Analyse des termes du sujet

Ce sujet invite à travailler deux concepts apparemment opposés pour chercher à dépasser cette opposition. Il faut donc aller au-delà des préjugés, pour chercher ce que travail et divertissement auraient en commun.

Selon l’opinion commune, le travail serait une nécessité contraignante alors que le divertissement serait synonyme de liberté; le travail serait aliénant alors le divertissement serait un facteur de réalisation de ses aspirations; le travail serait pénible alors que le divertissement serait un agréement…
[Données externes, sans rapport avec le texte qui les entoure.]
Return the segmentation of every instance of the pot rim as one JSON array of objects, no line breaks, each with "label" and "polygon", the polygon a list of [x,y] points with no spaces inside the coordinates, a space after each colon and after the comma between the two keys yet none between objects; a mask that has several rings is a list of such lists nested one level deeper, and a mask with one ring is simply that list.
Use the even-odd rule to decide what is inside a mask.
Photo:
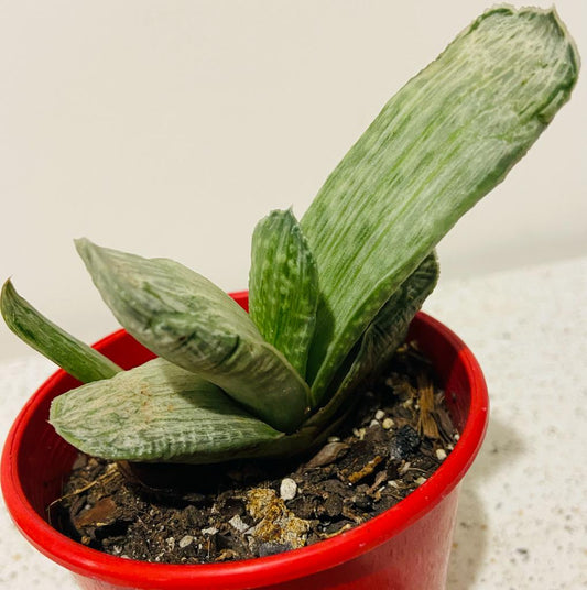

Mais est-ce si simple ? Le travail ne peut-il pas être un facteur de liberté, d’épanouissement, et le divertissement  une activité aliénée et abrutissante ?

Développement: pistes de réflexion

1/ Le travail comme nécessité ou obligation , le divertissement comme contingence

a- Opinion commune :

– Le travail est une nécessité vitale, qui a pour fin la survie, ou la vie matérielle de  l’individu.  Il est productif : il  produit un bien ou un service, en échange d’une rémunération.  C’est une contrainte au sens où on ne peut pas ne pas travailler. C’est un moyen en vue d’une fin autre : gagner sa vie.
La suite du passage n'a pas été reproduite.